Much of the time we spend on genealogy, we are hunting. We’re always looking for that precious document or artifact that will take us further in filling in the details of our family stories, and if we’re lucky, we find something. But now and then we get even luckier than that. A gift falls into our lap. It could be a sheaf of letters a cousin finds in an old drawer, a pile of photos long forgotten, or an unexpected conversation that uncovers stories we never knew to ask about. We can and should be prepared to make the most of such things, and ideally we should be prepared to act quickly. Sometimes the gift is a loan, sometimes it is fragile. If we have a reliable process, we can swing into action and respond to the genealogical gift with care and gratitude.
Here is the process I followed for dealing with an interesting bundle given to my mother recently and shared with me. It was a brief handwritten history, a photocopied newspaper clipping. and a scrap of notepaper listing family names.
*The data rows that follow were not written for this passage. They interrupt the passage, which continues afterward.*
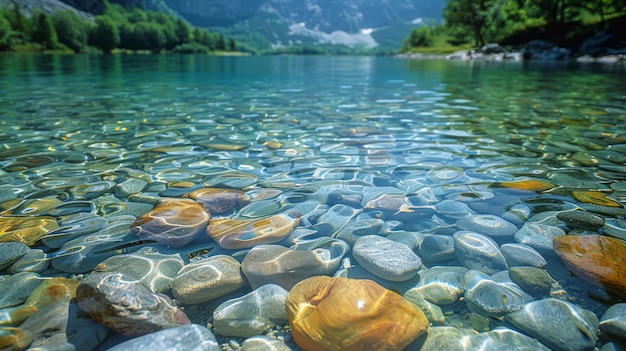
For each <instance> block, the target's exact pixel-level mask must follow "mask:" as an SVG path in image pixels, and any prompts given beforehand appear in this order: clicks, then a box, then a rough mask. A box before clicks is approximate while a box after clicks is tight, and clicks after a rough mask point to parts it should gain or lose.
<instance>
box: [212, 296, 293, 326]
mask: <svg viewBox="0 0 626 351" xmlns="http://www.w3.org/2000/svg"><path fill="white" fill-rule="evenodd" d="M287 294H288V292H287V290H285V289H283V288H281V287H280V286H278V285H275V284H267V285H263V286H261V287H259V288H257V289H255V290H254V291H252V292H250V293H248V294H246V295H244V296H242V297H239V298H235V299H230V300H228V301H226V302H224V303H222V304H220V305H219V306H217V308H216V309H215V311H214V312H213V327H214V328H215V331H216V332H217V333H218V334H220V335H224V336H231V337H240V338H247V337H250V336H255V335H261V334H263V333H264V332H266V331H267V330H269V329H270V328H273V327H275V326H276V325H285V324H287V314H286V312H285V299H286V298H287Z"/></svg>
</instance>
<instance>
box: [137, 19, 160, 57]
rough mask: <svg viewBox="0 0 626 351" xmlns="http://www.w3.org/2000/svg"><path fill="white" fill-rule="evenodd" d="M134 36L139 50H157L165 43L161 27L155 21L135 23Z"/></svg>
mask: <svg viewBox="0 0 626 351" xmlns="http://www.w3.org/2000/svg"><path fill="white" fill-rule="evenodd" d="M135 38H136V40H137V43H138V44H139V49H140V50H151V51H153V52H158V51H160V50H161V48H163V46H164V45H165V43H166V37H165V34H164V33H163V30H162V28H161V27H160V26H159V25H158V24H156V23H150V22H142V23H137V24H136V25H135Z"/></svg>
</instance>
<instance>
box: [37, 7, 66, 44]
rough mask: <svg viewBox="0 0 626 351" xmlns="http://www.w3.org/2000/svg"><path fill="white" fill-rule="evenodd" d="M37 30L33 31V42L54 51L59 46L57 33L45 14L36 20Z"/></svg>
mask: <svg viewBox="0 0 626 351" xmlns="http://www.w3.org/2000/svg"><path fill="white" fill-rule="evenodd" d="M35 23H36V25H35V30H34V31H33V38H32V39H33V42H34V43H37V44H40V45H41V46H42V48H44V49H54V48H56V47H57V46H58V44H59V42H58V40H57V33H56V31H55V29H54V26H53V25H52V22H51V21H50V18H49V17H48V15H46V14H45V13H39V14H38V15H37V17H36V20H35Z"/></svg>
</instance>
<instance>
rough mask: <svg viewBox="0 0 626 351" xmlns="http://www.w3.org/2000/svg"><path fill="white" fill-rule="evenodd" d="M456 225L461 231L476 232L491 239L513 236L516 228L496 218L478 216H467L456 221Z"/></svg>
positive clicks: (490, 216)
mask: <svg viewBox="0 0 626 351" xmlns="http://www.w3.org/2000/svg"><path fill="white" fill-rule="evenodd" d="M456 225H457V226H458V227H459V228H460V229H463V230H468V231H472V232H477V233H480V234H484V235H487V236H489V237H491V238H504V237H509V236H512V235H513V234H515V232H516V231H517V227H516V226H515V225H514V224H513V223H511V222H509V221H507V220H505V219H503V218H500V217H498V216H494V215H487V214H478V215H469V216H466V217H463V218H461V219H459V220H457V221H456Z"/></svg>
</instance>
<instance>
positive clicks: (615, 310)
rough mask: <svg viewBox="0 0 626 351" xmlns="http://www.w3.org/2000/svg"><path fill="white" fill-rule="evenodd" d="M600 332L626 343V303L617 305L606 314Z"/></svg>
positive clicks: (602, 321)
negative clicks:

The author of the letter, a cousin, handed the bundle over, on loan, during a conversation with my mother a few days ago.
My first step was to evaluate, that is, quickly determine the nature of the material and its physical state. It was sturdy enough to be scanned, so I moved to step two, capture. Even though I had a few days to examine the actual documents, I wanted to make sure I had a digital copy for future examination and reference.
Step three was to analyze the find. I read each piece carefully and considered how it might relate to information I already had about the branch of the family this was about. Finally, I documented the find, how I came to have it, and my ideas and conclusions about its meaning within my research. If I had not been required to return the documents, I would have implemented a fifth step, which would be to preserve the original in an appropriate container to protect it from damage.
So here are my steps, which, it turns out, are very similar to the steps we should follow for things we find on purpose!
1. Evaluate.
2. Capture.
3. Analyze.
4. Document.
5. Preserve.
Did I miss anything? What do you do when serendipity strikes?